I do agree that keeping the existing code in there is a good thing: most folks don't need regex-matching and so the binary search is a good implementation. The question is how many other strategies are worth implementing /after/ an exact-match is not found?
Comment 10 Konstantin Kolinko 2011-09-27 01:12:47 UTC
(In reply to comment #9)
> I just wouldn't watch to mix-and-match too many name-matching styles or things
> are going to get seriously ridiculous (exact-match, then suffix-match, then
> regex-match, then what next?).
> 
> The question is how many other strategies are worth implementing /after/ an
> exact-match is not found?

I think it is just a single strategy: iterate linearly over list, trying each candidate whether it matches or not.

The candidate implements its matching algorithm by itself. For <Alias> value written as *.foo it can be suffix matching, and for /foo/ it can be Regexp matching. Or implement separate <AliasRegexp> element.

I do not see any alternative to linear search here.

The search order probably depends on the order in web.xml (and will change if some hosts are stopped and started again through JMX or host-manager).
Comment 11 Christopher Schultz 2011-09-27 18:06:26 UTC
(In reply to comment #10)
> I think it is just a single strategy: iterate linearly over list, trying each
> candidate whether it matches or not.

Oh, I meant "do we support suffix matches only, or do we also support regular expression matches", not "how do you iterate over those items"? :)

> The search order probably depends on the order in web.xml (and will change if
> some hosts are stopped and started again through JMX or host-manager).

Agreed. I suppose if there's a base class or interface to represents a matchable item (and probably a factory that knows how to convert, say "/host/" or "*.host" into the appropriate subtype), then there's no limit to the complexity that can be introduced.

I'll take a stab at this.
Comment 12 Alessandro Polverini 2013-08-09 08:50:32 UTC
This feature would be very, very appreciated since apache supports wildcard aliases and it is usually used as a frontend for tomcat.

I think that suffix-match would be more than enough for a first implementation, since it has most real-world use-cases.
Comment 13 Christopher Schultz 2013-08-09 13:41:16 UTC
My stab has obviously languished, here. I'll take another look at this because I do in fact think it's quite useful.

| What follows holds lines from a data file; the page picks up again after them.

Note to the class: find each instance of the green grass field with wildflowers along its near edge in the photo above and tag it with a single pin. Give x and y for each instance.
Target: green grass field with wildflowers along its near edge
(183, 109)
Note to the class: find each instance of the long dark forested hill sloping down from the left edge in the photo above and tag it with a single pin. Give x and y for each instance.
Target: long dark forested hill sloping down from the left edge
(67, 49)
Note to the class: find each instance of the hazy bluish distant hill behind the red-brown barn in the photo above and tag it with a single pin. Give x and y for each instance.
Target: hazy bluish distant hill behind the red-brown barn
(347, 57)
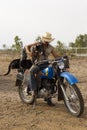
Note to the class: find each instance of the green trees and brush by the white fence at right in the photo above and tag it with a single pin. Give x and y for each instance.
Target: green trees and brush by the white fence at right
(80, 42)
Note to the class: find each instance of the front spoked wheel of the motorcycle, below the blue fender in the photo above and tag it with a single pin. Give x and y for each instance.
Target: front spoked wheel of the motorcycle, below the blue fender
(74, 101)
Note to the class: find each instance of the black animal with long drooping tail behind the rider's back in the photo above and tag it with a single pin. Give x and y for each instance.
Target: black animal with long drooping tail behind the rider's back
(17, 63)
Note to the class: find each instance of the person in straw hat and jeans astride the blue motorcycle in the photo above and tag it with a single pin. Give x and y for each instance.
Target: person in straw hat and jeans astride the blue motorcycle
(39, 54)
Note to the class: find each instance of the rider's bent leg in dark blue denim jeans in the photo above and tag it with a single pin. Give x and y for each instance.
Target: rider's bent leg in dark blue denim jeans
(32, 78)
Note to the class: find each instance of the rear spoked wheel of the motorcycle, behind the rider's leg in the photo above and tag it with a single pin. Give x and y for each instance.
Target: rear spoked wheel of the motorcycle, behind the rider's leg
(26, 94)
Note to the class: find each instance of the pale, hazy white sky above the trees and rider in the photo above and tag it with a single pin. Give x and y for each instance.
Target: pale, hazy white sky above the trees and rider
(64, 19)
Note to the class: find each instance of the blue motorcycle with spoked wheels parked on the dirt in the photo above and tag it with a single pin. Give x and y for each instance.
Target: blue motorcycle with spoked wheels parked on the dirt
(56, 82)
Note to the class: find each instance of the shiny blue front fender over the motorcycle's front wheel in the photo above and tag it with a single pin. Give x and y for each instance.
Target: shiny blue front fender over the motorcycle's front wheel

Alessandro, I'm interested in what your use-case is where you have a fronting httpd but still need to multiplex between different <Hosts> in Tomcat. Do you have a complex configuration where different webapps are (exclusively) available to different hosts?
Comment 14 Alessandro Polverini 2013-08-09 14:00:02 UTC
Hello Christopher,
I've some setups where multiple (and different) web apps use domains of the form locale.mydomain.com to automatically select the language of the site.

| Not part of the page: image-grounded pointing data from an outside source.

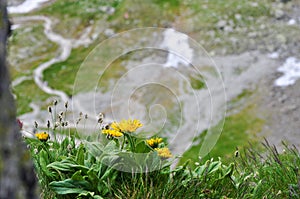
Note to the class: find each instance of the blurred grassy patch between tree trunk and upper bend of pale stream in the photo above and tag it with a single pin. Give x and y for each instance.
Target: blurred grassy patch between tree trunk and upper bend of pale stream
(28, 48)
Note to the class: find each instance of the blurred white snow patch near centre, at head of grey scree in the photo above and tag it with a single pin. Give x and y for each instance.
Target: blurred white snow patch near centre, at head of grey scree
(178, 47)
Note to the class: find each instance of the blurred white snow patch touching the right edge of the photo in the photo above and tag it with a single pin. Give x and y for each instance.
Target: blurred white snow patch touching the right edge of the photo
(291, 72)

Of course in the conffig I can list all the supported language but they may be many tens and a wildcard would be much simpler.

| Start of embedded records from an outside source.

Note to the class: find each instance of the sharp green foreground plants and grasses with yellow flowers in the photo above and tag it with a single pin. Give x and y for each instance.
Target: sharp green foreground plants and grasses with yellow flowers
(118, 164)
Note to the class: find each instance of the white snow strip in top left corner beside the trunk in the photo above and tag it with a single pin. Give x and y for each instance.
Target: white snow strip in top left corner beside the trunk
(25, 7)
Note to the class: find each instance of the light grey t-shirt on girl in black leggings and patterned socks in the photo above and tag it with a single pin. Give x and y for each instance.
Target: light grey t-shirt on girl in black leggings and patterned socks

On another use case there are some webapps that uses subdomain like x.mydomain.com to generate some kind of (dynmical) custom blog or report, and in that situation the wildcard is essential because the name of the subdomain can't be known in advance.

I usually use multiple tomcat instances, each with a default webapp for this situation.
Comment 15 Christopher Schultz 2013-08-09 15:42:27 UTC
Which of those cases can't be solved trivially with a catch-all default host? You are not required to explicitly specify every hostname that a client might use.
Comment 16 Alessandro Polverini 2013-08-09 16:17:52 UTC
As I explained, I'm actually using a default host but if you have more that one host with wildcards you end up using multiple tomcat instances, and that's far from ideal.
Comment 17 Remy Maucherat 2013-08-12 15:03:10 UTC
The rewrite valve that is now in Tomcat 8 supports vhost rewriting.
Comment 18 Alessandro Polverini 2013-08-12 15:38:45 UTC
How the rewrite valve could solve this problem?
Comment 19 Mark Thomas 2016-07-03 20:26:11 UTC
I've added support for wildcard hosts in 9.0.x which will be in 9.0.0.M9. Providing feedback is positive, I'll back-port it to at least 8.5.x.
Comment 20 Mark Thomas 2016-08-01 09:54:55 UTC
It has been back-ported to 8.5.x for 8.5.5 onwards.

I don't propose back-porting it further.